Header Bidding for Video: Everything Publishers Need to Know

Below is a sneak peek at our new white paper on header bidding for video. Click here to download the whole thing!

Header bidding has been one of the most talked-about tools in ad tech for the last two years. Everywhere you turn, it seems like someone is talking about how header bidding is revolutionizing programmatic advertising.

But just about anyone who’s used it will tell you that header bidding lives up to the hype.

Let’s start with a quick refresher on what header bidding actually does. With a snippet of Javascript, header bidding allows publishers to auction each ad impression to multiple demand partners at once, rather than going through the waterfall process and showing them to one demand partner at a time. Header bidding creates a more open auction, allowing direct and programmatic demand to compete against each other so that publishers can get the true, market value of each impression.

Publishers saw results soon after header bidding’s arrival in 2015. Digiday reported that early adopters saw their CPMs rise by as much as 50%. Publishers have also reported other benefits such as increased yield, lower latency, and fewer passbacks since switching from a waterfall setup to header bidding. We’ve also seen those results firsthand with our publisher clients at AppNexus. Livingly Media, for example, achieved a 10% incremental revenue lift with header bidding and saw more than half of its ad calls get responses in under 500 milliseconds.
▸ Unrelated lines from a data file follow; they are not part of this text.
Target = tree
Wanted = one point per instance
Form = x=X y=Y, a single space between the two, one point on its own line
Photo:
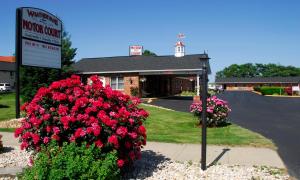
x=148 y=53
x=32 y=78
x=258 y=70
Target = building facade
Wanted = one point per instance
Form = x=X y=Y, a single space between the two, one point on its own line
x=7 y=70
x=147 y=75
x=248 y=84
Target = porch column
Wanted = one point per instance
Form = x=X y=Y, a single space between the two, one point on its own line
x=198 y=85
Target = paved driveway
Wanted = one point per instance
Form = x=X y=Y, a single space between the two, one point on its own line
x=275 y=118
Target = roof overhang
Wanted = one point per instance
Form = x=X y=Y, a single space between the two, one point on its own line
x=267 y=82
x=151 y=72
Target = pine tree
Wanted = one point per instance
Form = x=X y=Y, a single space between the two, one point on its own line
x=32 y=78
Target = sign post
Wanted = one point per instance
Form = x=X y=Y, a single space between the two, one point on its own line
x=135 y=50
x=203 y=115
x=38 y=42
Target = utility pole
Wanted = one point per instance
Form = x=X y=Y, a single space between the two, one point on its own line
x=203 y=115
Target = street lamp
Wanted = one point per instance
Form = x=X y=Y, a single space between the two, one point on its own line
x=203 y=115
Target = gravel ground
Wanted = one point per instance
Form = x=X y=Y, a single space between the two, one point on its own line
x=13 y=157
x=13 y=123
x=153 y=167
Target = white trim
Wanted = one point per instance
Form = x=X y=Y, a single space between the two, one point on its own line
x=252 y=82
x=117 y=82
x=110 y=72
x=198 y=85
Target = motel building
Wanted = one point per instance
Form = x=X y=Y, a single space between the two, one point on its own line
x=148 y=76
x=248 y=84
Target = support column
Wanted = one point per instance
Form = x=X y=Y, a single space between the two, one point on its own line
x=198 y=85
x=203 y=116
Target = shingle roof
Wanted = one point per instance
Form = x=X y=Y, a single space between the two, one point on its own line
x=123 y=64
x=292 y=79
x=7 y=66
x=7 y=59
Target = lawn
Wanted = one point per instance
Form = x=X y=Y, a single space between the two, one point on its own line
x=171 y=126
x=180 y=127
x=7 y=106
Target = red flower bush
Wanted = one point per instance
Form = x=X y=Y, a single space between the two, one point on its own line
x=69 y=111
x=217 y=111
x=288 y=90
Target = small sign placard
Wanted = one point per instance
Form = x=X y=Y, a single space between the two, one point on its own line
x=40 y=36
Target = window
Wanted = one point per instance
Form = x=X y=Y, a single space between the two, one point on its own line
x=11 y=74
x=117 y=82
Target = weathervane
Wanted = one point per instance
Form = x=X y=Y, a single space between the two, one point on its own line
x=180 y=36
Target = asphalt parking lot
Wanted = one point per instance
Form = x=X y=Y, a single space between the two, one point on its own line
x=276 y=118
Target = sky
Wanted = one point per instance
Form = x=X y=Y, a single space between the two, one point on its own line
x=231 y=31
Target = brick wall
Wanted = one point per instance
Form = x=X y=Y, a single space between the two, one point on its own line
x=130 y=81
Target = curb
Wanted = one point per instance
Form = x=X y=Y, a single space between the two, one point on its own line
x=10 y=171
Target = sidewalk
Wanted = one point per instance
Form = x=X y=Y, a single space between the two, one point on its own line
x=247 y=156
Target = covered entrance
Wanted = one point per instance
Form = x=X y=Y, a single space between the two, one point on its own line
x=166 y=85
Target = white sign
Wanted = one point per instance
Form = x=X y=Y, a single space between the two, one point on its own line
x=295 y=88
x=40 y=54
x=41 y=38
x=135 y=50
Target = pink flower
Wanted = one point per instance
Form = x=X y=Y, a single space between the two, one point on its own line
x=114 y=140
x=18 y=131
x=133 y=135
x=46 y=140
x=122 y=131
x=62 y=110
x=142 y=130
x=99 y=144
x=35 y=138
x=56 y=130
x=120 y=163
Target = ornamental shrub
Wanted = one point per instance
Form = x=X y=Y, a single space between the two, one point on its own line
x=288 y=91
x=266 y=90
x=1 y=144
x=217 y=111
x=134 y=91
x=70 y=111
x=72 y=162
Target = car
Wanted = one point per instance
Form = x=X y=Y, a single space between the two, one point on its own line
x=4 y=87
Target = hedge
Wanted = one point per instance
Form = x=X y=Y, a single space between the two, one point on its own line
x=266 y=90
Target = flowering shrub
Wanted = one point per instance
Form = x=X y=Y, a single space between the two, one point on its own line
x=71 y=161
x=69 y=111
x=288 y=90
x=217 y=111
x=1 y=145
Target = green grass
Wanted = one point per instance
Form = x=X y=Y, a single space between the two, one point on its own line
x=180 y=127
x=7 y=106
x=170 y=126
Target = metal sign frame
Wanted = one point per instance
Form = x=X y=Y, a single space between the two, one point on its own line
x=18 y=50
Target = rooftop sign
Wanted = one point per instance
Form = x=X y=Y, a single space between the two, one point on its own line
x=40 y=35
x=135 y=50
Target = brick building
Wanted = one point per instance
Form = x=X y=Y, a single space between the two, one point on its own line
x=150 y=75
x=7 y=70
x=250 y=83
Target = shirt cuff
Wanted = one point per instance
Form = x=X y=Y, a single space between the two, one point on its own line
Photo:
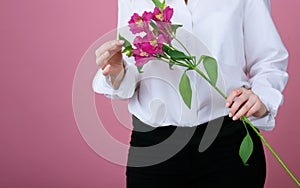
x=102 y=85
x=272 y=99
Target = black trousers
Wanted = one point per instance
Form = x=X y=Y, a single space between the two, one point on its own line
x=152 y=164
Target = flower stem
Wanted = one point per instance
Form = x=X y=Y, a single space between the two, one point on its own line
x=252 y=126
x=272 y=151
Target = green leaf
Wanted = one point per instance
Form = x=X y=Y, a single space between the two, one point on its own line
x=185 y=90
x=177 y=55
x=175 y=27
x=246 y=148
x=211 y=67
x=154 y=26
x=166 y=48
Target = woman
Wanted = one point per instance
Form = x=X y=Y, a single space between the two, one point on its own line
x=252 y=59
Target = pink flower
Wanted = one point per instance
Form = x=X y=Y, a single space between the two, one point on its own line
x=164 y=16
x=165 y=29
x=138 y=24
x=147 y=48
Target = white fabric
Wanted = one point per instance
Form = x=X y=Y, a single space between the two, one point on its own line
x=240 y=34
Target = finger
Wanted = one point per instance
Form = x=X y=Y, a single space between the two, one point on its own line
x=108 y=46
x=235 y=93
x=253 y=109
x=112 y=71
x=244 y=109
x=237 y=104
x=106 y=70
x=114 y=56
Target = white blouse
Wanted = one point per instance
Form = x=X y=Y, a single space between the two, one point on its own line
x=240 y=34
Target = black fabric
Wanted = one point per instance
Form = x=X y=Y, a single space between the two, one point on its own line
x=217 y=166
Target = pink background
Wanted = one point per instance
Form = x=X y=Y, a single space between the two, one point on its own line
x=41 y=44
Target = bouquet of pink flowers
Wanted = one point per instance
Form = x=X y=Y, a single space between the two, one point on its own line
x=154 y=33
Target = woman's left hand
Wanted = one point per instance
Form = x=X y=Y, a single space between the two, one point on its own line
x=243 y=101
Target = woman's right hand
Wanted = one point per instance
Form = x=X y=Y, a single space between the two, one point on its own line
x=109 y=59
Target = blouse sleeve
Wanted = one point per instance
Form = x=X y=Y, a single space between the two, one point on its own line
x=101 y=84
x=266 y=59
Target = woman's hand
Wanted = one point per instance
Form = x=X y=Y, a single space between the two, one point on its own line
x=109 y=58
x=243 y=101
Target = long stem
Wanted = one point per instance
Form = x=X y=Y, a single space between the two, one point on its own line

But so far, most publishers are only using header bidding for display inventory. In a way, that makes sense – many are probably hesitant to try out an experimental new tool on unique, higher-value types of inventory. But it also means they’re missing out on a huge opportunity: header bidding for video.


The Video Opportunity


Video is one of the fastest-growing channels on the Internet, with eMarketer reporting that the average U.S. adult now watches one hour and seven minutes of digital video a day, compared to 46 minutes in 2013.

With consumption on the rise, it should come as no surprise that digital video ad spend is rising annually, growing 39% from $7.68 billion in 2015 to $10.7 billion in 2016. Analysts believe that number could be over $15 billion by 2018.

Thanks to this growth and for its proven engagement with users, video now fetches the highest CPMs of any digital ad format. While programmatic display ads get $0.50 to $1.50 on average, programmatic CPMs for instream videos on desktop range from $5 to $15+ on average. For instance, check out the graph below to see how three video formats are blowing display out of the water across a common SSP.

Video ads are already incredibly lucrative for publishers, but they can accelerate that inventory yield potential by implementing header bidding for their video inventory.

The math is pretty simple. With header bidding, those $11.50 video CPMs could jump to $17.25, assuming the 50% bump publishers have gotten using header bidding for display. We’ve seen many of our clients achieve even more, with some video CPMs even breaking the $50 mark.

So why aren’t video publishers doing this already? It could be because it feels overly complex – there are more moving parts when it comes to serving video ads versus display. There are also misconceptions around header bidding for video. For instance, many publishers take it as a given that header bidding is sure to add latency for videos, when in reality it does the exact opposite under the right setup.

That’s why we wrote this guide. We want to address this confusion, show publishers what header bidding can do for their video inventory, and tell them how to get started.

The benefits go well beyond more money for publishers. Header bidding adoption can fuel the continued growth and improvement of online video, which improves the internet for advertisers and end users as well.